I believe it is clear from the foregoing that in order to comply with the Honduran request it would be necessary to urge the Pentagon to accord Honduras extremely exceptional treatment all along the line, [Page 1311]treatment which would require justification in the strongest terms to the Department of Defense, the NSC and the Congress. I am inclined to believe that such an effort, even if it had a chance of success, would not be warranted, particularly in view of the fact that the threat of aggression against Honduras has been very substantially reduced by the coming into power of an anti-communist regime in Guatemala.

I can appreciate what I take to be your basic position, namely, that by devoting additional funds to the Honduran program, compared with the vast amounts we are spending on military assistance world-wide, we might come very close to assuring ourselves that subversion, wherever it might appear, in Honduras, would be repressed effectively with armed force. However, our widely spread security commitments throughout the world have necessarily limited the nature and size of the Latin American program. In this connection, for example, the 32 aircraft requested for Honduras would represent almost one quarter of the total number of aircraft being provided to Latin American countries in the entire regional program. Moreover, we are providing no country in the program with as many as 34 aircraft. Brazil, for example, is receiving only 30.

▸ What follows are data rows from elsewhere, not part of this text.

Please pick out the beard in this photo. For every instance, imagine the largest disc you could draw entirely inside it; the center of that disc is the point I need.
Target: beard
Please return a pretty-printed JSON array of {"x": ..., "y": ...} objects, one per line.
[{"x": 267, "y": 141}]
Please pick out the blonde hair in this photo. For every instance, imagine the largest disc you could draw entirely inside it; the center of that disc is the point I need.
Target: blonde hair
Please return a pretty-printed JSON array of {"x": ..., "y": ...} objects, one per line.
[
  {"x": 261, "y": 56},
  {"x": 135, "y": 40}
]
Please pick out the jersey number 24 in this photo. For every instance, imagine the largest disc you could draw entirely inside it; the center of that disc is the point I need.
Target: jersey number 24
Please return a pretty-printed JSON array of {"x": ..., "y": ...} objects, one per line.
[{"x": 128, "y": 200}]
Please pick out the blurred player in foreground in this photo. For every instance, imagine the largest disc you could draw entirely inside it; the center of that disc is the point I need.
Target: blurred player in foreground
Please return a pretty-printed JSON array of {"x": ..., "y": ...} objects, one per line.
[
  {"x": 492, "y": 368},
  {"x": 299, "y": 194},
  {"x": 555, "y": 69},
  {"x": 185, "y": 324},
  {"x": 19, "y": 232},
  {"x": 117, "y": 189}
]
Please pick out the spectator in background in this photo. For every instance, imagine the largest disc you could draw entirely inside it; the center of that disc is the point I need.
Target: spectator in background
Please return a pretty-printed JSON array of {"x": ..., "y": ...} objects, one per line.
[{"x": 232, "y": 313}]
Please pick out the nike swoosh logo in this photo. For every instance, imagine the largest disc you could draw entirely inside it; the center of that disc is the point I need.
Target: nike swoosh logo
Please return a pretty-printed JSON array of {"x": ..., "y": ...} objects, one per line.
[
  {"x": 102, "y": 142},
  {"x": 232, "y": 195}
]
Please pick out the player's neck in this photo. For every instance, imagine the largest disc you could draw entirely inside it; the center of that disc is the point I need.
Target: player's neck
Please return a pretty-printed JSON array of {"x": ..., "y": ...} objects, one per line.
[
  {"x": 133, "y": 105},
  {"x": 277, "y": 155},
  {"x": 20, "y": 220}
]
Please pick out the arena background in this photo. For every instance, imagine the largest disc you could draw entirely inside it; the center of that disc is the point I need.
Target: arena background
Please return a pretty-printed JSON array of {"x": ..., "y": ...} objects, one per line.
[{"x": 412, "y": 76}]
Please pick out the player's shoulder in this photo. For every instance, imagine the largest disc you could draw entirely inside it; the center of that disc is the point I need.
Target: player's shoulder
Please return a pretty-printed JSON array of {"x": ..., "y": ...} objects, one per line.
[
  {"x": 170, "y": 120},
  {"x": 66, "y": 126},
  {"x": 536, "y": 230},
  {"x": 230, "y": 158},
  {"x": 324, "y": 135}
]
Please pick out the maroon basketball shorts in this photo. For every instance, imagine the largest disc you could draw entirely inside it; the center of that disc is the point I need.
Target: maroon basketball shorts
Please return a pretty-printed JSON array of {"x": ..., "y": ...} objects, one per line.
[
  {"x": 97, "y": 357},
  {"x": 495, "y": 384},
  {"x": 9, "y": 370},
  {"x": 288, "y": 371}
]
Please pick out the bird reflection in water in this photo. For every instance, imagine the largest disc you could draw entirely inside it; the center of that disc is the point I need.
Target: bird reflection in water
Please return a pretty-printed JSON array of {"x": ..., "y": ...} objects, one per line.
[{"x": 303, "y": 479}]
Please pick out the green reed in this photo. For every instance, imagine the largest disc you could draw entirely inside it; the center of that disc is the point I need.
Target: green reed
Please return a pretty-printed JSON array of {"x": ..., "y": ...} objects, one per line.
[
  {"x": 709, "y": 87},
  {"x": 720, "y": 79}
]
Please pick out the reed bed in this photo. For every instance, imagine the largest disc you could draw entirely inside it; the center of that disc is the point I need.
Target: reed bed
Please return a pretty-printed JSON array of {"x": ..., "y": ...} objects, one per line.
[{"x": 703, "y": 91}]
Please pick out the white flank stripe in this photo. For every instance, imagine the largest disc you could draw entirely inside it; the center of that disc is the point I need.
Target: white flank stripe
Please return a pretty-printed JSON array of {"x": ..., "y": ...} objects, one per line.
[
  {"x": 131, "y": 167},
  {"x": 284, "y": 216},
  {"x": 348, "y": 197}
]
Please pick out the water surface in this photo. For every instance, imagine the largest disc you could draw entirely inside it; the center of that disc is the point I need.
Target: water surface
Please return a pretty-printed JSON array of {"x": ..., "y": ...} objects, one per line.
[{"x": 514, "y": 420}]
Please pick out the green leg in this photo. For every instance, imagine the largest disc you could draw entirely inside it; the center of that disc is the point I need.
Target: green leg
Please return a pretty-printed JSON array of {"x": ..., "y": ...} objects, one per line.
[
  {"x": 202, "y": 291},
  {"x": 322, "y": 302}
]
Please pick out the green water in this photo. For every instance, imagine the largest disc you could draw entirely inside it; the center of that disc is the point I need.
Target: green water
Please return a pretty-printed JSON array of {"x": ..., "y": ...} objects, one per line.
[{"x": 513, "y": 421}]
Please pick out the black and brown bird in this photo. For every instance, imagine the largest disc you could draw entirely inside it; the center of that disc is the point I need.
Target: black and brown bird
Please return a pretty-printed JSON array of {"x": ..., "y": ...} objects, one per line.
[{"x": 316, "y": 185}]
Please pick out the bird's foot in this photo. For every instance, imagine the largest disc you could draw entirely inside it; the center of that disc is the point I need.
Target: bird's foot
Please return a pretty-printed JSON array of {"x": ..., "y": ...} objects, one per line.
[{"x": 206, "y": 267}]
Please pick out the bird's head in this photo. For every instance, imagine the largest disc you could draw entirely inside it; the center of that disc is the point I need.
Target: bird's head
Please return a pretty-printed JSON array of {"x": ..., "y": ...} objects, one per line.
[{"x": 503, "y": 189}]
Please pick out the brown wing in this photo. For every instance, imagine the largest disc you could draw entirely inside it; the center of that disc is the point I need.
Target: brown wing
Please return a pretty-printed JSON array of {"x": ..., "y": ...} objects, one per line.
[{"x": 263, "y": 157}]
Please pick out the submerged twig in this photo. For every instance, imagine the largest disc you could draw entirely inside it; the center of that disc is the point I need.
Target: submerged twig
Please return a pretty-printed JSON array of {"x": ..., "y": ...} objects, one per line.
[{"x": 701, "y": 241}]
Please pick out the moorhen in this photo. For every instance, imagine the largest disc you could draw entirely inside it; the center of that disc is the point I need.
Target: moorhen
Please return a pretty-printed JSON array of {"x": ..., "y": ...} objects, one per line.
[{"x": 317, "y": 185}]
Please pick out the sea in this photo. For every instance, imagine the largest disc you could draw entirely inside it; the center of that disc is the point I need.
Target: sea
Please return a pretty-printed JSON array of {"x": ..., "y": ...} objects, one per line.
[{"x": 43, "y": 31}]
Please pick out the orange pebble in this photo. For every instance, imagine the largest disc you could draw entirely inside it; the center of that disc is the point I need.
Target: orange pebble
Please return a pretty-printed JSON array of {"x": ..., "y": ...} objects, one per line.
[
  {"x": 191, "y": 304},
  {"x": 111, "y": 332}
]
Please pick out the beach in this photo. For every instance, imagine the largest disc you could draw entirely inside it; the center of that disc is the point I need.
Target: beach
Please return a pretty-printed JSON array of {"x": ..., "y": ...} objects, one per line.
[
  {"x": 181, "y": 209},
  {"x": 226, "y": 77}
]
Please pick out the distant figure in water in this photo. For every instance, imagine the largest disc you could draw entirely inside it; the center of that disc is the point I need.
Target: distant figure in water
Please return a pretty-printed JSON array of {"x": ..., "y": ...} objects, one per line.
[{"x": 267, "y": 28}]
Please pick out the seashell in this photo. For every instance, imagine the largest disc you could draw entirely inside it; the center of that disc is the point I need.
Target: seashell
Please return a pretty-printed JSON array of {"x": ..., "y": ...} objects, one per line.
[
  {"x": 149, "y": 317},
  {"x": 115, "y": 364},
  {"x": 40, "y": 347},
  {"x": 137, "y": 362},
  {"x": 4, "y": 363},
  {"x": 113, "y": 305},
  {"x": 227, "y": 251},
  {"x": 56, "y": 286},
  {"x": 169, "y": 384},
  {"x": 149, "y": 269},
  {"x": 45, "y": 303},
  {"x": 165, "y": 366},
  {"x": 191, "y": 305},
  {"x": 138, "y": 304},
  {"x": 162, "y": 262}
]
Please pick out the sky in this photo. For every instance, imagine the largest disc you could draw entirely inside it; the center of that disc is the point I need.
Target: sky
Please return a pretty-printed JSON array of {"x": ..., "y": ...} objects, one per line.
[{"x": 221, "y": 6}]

Perhaps we can discuss this and other problems of mutual concern more fully during your visit here later this month.


Henry F. Holland
  1. Drafted by Mr. Spencer.
  2. Not found in Department of State files.
  3. The referenced despatch, dated June 8, 1954, is not printed (715.5 MSP/6–854).
  4. The referenced despatch, dated June 11, 1954, is not printed (715.5 MSP/6–1154).
  5. Despatch 551, dated June 28, 1954, is not printed (715.5 MSP/6–2854).